Strategic Alliance Agreement Between Righthaven and Stephens Media
Incidentally, there’s a new state lawsuit just filed in South Carolina against Righthaven alleging barratry (the improper incitement and prosecution of lawsuits) and unfair trade practices. This news article details some of Righthaven’s interesting behavior. Did you ever copy a clip from a web page, paste it, and get some extra text added to what you cut, like “Read more: Rosen: A letter to the Tea Partyers – The Denver Post,” with a link to the article? Guess what – that’s NOT the newspaper all happy about the fact that you’re linking to it. That, according to the lawsuit, is “a unique per-customer code generated to allow the Denver Post to associate a particular pasted copy with a specific customer’s IP address for the purpose of identifying defendants for prosecution—and persecution—by Righthaven. . . . The Denver Post’s software could easily be configured to insert ‘Notice: You are violating The Denver Post’s copyright.’ Instead, the software tricks unknowing users into believing they have done nothing wrong while simultaneously helping Righthaven sue them later.” Yowza. Throughout these cases I’ve always wondered whether the lawyer skipped the class on equitable defenses.
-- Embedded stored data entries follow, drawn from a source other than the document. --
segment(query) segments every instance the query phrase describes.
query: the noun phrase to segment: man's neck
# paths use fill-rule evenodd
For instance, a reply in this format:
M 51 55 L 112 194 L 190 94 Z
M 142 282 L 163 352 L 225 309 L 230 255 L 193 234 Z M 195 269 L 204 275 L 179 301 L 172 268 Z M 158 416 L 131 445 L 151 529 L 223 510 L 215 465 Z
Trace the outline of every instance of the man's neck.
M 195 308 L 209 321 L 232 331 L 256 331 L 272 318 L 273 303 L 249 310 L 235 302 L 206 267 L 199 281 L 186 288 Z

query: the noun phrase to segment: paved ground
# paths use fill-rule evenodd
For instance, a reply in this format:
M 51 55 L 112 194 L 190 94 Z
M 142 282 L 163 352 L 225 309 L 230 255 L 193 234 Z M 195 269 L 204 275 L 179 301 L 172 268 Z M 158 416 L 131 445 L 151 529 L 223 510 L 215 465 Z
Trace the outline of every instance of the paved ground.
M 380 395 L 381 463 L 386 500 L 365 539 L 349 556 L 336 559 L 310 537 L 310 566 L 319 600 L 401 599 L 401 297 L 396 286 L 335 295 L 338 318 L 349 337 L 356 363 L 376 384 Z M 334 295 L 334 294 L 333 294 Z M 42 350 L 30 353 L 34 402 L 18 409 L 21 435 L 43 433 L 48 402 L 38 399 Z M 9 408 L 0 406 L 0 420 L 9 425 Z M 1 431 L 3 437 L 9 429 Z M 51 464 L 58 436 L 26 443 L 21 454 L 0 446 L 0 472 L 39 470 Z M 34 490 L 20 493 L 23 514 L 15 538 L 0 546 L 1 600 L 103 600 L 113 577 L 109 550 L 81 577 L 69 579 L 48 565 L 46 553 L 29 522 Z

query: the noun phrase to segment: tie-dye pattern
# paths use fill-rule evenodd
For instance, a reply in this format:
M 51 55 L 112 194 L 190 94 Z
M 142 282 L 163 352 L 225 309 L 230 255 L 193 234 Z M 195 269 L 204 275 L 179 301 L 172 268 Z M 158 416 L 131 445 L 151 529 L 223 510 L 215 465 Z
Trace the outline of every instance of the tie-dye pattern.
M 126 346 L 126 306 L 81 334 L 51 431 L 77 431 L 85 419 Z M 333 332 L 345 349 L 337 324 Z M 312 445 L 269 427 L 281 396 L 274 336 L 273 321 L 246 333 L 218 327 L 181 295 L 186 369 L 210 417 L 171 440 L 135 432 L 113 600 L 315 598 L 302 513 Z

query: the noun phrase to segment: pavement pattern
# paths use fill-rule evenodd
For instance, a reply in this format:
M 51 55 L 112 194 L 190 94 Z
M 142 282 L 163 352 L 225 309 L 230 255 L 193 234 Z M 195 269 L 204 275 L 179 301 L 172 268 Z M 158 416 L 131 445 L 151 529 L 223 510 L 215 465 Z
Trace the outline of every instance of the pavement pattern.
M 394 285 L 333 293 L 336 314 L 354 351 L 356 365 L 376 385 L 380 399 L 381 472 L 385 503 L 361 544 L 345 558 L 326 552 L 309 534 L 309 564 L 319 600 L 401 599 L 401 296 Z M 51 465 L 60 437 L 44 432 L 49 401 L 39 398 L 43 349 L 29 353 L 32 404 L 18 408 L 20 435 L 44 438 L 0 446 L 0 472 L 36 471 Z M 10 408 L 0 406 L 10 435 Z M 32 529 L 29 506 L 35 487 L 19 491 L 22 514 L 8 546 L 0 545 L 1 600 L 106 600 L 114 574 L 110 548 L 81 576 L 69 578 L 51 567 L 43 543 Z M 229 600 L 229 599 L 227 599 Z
Understatement of the day, from the South Carolina lawsuit: “Righthaven’s barratry business model is marginally profitable with regard to successful cases, i.e. settlements, but is horrendously undercapitalized when liabilities are taken into account.”
EFF case page on the Democratic Underground case here.
Righthaven LLC v. Democratic Underground, LLC, No. 2:10-cv-01356-RLH-GWF (D. Nev. June 14, 2011).